衛生害虫及び殺虫剤・忌避剤に関する問題。殺虫成分の出題ポイントも確認を。

a 正しい。
b 誤り。シラミの防除は、医薬品による方法(フェノトリン等)以外に物理的方法もあり、散髪や洗髪、入浴による除去、衣服の熱湯処理などがある。
c 誤り。これは燻蒸剤に関する記述。蒸散剤は殺虫成分を基剤に混ぜて整形し、加熱したとき又は常温で徐々に揮散するようにしたものである。
↓蒸散剤の例(バポナ殺虫プレート

d 誤り。ディートを含有する忌避剤(医薬品及び医薬部外品)は、生後6ヶ月未満の乳児への使用を避けることとされている。

正解・・・1


問100
一般用検査薬等に関する次の記述の正誤について、正しい組合せはどれか。

a 一般用検査薬は、薬局においてのみ取り扱うことが認められている。

b 尿中のヒト絨毛性性腺刺激ホルモン(hCG)の検出反応は、温度の影響を受けない。

c 尿糖検査の場合、原則として早朝尿(起床直後の尿)を検体とし、尿タンパク検査の場合、食後2~3時間を目安に採尿を行う。
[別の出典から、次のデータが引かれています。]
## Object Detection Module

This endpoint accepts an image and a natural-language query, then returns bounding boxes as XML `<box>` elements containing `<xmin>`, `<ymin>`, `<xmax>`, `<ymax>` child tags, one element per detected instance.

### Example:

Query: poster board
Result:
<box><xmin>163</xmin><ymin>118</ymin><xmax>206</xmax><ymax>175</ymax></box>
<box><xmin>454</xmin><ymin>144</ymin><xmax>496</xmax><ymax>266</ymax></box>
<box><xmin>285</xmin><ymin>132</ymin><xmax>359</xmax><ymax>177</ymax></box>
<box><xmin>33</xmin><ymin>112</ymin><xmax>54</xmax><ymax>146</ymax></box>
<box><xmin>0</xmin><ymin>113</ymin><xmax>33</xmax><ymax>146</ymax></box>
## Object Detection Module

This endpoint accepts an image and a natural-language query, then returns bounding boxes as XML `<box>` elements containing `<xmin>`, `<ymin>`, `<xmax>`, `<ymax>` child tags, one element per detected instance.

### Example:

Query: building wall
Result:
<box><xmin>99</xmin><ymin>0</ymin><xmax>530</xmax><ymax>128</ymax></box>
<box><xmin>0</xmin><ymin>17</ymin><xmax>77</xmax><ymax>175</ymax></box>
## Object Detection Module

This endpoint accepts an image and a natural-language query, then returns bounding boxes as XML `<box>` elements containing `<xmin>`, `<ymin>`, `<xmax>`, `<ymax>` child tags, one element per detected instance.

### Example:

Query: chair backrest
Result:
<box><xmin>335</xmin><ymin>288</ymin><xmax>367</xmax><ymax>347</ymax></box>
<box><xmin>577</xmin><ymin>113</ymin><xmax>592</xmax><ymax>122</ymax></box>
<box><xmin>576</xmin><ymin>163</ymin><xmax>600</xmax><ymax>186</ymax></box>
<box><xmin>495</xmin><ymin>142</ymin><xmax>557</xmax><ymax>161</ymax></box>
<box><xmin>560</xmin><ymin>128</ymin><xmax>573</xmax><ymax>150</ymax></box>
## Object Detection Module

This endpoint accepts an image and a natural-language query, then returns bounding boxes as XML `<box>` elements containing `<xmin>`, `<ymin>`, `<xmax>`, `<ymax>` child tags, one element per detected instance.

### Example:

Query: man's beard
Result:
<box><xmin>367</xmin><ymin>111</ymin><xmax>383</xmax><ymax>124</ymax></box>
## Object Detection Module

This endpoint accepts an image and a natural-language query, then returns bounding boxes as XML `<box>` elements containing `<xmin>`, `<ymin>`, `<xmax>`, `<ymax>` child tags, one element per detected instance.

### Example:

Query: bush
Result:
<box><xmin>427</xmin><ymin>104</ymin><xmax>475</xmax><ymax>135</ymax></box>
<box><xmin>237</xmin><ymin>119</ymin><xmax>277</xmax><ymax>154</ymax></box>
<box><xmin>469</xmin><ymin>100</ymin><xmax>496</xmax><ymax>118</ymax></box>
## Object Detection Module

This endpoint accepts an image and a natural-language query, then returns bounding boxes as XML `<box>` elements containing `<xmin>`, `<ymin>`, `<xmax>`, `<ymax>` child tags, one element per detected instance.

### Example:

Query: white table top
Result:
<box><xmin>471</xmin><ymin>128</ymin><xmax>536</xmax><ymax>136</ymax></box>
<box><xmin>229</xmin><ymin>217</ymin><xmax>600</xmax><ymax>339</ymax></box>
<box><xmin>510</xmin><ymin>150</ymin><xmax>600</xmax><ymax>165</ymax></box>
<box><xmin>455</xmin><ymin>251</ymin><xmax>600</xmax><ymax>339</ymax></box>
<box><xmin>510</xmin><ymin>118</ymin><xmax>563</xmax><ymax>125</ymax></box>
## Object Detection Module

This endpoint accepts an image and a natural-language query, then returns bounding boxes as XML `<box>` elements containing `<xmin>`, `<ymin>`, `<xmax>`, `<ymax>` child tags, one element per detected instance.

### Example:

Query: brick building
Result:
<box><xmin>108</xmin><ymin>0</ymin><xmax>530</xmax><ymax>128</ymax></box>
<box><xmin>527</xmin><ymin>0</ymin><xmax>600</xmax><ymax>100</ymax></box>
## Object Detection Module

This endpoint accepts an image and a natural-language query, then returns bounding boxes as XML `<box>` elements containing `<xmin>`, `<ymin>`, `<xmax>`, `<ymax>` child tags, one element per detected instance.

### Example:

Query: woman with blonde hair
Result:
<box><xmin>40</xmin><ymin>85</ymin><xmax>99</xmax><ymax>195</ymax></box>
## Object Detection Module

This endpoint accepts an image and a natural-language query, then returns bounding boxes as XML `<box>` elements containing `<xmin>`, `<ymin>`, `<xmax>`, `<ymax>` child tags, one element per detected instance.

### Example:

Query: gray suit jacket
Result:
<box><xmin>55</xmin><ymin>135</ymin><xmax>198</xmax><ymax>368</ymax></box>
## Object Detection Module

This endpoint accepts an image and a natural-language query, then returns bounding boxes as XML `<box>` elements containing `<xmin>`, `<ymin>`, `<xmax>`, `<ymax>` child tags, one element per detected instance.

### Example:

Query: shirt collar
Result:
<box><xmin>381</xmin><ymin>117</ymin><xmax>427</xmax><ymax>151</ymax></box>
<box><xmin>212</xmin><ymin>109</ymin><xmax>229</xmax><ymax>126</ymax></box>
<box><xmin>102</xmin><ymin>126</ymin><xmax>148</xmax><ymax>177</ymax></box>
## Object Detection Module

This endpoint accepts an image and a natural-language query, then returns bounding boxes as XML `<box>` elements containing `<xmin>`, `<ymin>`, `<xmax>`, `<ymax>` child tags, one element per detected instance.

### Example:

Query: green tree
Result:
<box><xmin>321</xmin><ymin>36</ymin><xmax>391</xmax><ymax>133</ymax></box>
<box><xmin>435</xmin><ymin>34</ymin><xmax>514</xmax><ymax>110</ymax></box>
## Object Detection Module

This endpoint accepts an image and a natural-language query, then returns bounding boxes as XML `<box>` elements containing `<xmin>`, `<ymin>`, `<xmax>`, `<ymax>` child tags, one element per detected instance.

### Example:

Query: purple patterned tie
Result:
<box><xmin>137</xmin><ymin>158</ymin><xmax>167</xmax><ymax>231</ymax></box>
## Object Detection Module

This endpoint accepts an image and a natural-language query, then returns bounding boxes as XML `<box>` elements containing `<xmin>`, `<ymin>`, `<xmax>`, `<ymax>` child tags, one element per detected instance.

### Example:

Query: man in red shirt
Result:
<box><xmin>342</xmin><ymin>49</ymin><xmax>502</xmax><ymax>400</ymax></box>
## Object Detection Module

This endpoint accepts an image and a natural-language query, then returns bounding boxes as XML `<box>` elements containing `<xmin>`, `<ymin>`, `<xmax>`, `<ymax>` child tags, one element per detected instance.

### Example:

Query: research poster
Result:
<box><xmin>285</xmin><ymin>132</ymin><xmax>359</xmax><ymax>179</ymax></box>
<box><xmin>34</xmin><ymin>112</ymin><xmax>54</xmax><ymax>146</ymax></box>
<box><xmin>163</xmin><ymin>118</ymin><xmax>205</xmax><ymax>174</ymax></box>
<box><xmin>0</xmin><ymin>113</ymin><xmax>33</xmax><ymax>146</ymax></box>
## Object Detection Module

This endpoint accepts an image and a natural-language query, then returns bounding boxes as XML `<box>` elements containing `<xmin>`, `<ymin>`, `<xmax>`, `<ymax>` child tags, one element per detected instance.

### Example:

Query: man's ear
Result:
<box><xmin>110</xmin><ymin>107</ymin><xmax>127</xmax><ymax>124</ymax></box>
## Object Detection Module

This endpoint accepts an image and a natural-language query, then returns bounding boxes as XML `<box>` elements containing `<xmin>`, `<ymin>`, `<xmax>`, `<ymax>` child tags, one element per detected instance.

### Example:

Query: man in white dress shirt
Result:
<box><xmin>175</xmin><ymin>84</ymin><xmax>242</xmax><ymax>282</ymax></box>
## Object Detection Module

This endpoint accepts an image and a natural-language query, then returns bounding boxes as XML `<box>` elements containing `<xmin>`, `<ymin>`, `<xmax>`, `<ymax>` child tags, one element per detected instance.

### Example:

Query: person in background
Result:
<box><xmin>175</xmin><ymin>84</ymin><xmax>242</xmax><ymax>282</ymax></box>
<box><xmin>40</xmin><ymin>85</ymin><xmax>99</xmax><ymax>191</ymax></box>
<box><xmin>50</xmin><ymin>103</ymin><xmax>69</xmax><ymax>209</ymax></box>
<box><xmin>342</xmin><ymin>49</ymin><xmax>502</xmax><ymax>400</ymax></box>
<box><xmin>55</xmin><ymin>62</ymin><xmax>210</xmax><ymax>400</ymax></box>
d 通常、尿は弱アルカリ性であるが、食事その他の影響で弱酸性~中性に傾くと、正確な検査結果が得られなくなることがある。

  a b c d
1 正 正 正 誤
2 正 正 誤 正
3 誤 正 誤 誤
4 誤 誤 正 正
5 誤 誤 誤 誤


妊娠検査薬尿糖・尿タンパク検査薬の複合タイプ問題である。

a 誤り。一般用検査薬については薬局又は医薬品の販売業(店舗販売業、配置販売業)において取り扱うことが認められている。
実際には、尿糖・尿タンパク検査薬妊娠検査薬は第二類医薬品扱いであり、薬局機能のない店舗販売業でも販売可能である。(配置販売業も可能だが、まずやっているところはない)
b 誤り。妊娠検査薬は高温になる場所に放置されたり、冷蔵庫内に保管されていたりすると、設計どおりの検出感度を発揮できなくなるおそれがある。
c 誤り。尿糖検査の場合、食後1~2時間等、検査薬の使用方法に従って採尿を行う。尿タンパクの場合、原則として早朝尿(起床直後の尿)を検体とする。(尿糖・尿タンパク同時検査の場合、早朝尿(起床直後の尿)を検体とする)
尿糖・尿タンパク検査薬

d 誤り。通常、尿は弱酸性であるが、食事その他の影響で中性~弱アルカリ性に傾くと、正確な検査結果が得られなくなることがある。